Still here? Good. Those who’ve seen “Knock at the Cabin” know just how apocalyptic things get as the story progresses. Though initially skeptical of Dave Bautista’s Leonard and his very motivated home-invading compatriots who believe the end of the world is coming, the tightknit family of Eric (Jonathan Groff), Andrew (Ben Aldridge), and their adopted daughter Wen (Kristen Cui) must come to terms with the evidence right before their eyes. Forced to either kill one of their own to save the day or watch helplessly as the four strangers murder one of themselves in a ritual sacrifice to unleash biblical plagues, the consequences are as all-consuming as it gets.

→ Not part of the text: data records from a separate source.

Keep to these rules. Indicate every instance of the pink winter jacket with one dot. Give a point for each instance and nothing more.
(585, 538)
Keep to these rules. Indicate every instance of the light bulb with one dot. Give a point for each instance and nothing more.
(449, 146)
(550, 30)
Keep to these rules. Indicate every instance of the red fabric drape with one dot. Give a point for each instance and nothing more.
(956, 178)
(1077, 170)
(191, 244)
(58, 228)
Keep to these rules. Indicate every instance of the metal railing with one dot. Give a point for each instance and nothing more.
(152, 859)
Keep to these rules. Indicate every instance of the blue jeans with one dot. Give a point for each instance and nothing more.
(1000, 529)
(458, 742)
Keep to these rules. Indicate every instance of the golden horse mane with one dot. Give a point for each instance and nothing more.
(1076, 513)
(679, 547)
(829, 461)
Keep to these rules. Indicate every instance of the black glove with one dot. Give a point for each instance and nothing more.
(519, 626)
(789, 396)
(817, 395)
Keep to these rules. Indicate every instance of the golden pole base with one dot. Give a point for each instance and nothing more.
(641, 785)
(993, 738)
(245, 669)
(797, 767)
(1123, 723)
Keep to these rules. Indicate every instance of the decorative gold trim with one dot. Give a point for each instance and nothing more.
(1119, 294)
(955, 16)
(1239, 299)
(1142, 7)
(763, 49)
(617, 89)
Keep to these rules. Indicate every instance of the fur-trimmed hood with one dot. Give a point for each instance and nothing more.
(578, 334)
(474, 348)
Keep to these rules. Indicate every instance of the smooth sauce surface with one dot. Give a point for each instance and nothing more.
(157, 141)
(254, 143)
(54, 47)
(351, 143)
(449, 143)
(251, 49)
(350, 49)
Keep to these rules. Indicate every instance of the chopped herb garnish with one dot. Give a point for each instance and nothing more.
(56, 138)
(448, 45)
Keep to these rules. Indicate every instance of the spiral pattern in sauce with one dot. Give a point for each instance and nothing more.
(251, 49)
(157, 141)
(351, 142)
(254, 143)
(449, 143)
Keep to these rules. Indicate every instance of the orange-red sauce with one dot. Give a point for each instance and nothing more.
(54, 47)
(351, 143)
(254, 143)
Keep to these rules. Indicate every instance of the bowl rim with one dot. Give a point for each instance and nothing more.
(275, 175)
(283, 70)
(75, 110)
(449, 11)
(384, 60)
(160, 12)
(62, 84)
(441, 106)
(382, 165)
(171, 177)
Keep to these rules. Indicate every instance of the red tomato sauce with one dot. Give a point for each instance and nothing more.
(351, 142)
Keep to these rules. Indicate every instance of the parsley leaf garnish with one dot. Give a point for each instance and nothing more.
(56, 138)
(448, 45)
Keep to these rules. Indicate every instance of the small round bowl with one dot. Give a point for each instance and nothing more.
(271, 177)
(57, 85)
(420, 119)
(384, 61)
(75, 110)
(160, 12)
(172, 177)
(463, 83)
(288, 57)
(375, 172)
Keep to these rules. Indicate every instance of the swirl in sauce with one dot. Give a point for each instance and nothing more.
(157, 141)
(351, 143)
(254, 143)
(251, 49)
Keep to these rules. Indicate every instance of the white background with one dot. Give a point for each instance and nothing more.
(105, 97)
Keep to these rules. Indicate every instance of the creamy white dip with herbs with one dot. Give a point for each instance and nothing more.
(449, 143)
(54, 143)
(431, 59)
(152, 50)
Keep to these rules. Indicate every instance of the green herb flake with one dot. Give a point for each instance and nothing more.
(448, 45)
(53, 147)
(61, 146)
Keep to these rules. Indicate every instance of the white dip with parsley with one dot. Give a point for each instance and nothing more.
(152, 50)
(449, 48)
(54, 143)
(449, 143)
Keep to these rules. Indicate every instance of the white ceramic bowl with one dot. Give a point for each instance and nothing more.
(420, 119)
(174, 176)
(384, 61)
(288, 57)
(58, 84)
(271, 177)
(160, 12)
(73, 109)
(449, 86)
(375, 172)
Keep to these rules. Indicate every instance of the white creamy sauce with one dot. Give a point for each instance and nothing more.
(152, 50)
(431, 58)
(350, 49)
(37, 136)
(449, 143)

That’s exactly what composer Herdís Stefánsdóttir felt eager to dig into in a recent conversation with /Film’s Jack Giroux. When asked about how she went about composing doomsday for the film, Stefánsdóttir responded:
“Well, for this particular movie, I am going to the Book of Revelations. I was reading a lot about that. The angels, it’s the doomsday prophecy from the Old Testament. There were seven angels, and for each plague that was to be unleashed for humankind, an angel would blow [a horn]. I was referencing the biblical story in the score, but not until later, because we couldn’t give it up. For example, before they sacrifice [Rupert Grint’s character] Redmond, there’s a knocking sound, and I make it knock seven times. The numbers that I’m using, I’m really intentionally — nobody’s going to know that I’m referencing this prophecy from the Old Testament.”
Talk about a deep cut. As obvious as the biblical parallels may seem on-screen, it’s likely that viewers never would’ve guessed that even the tiniest details in the score were in reference to the same theme.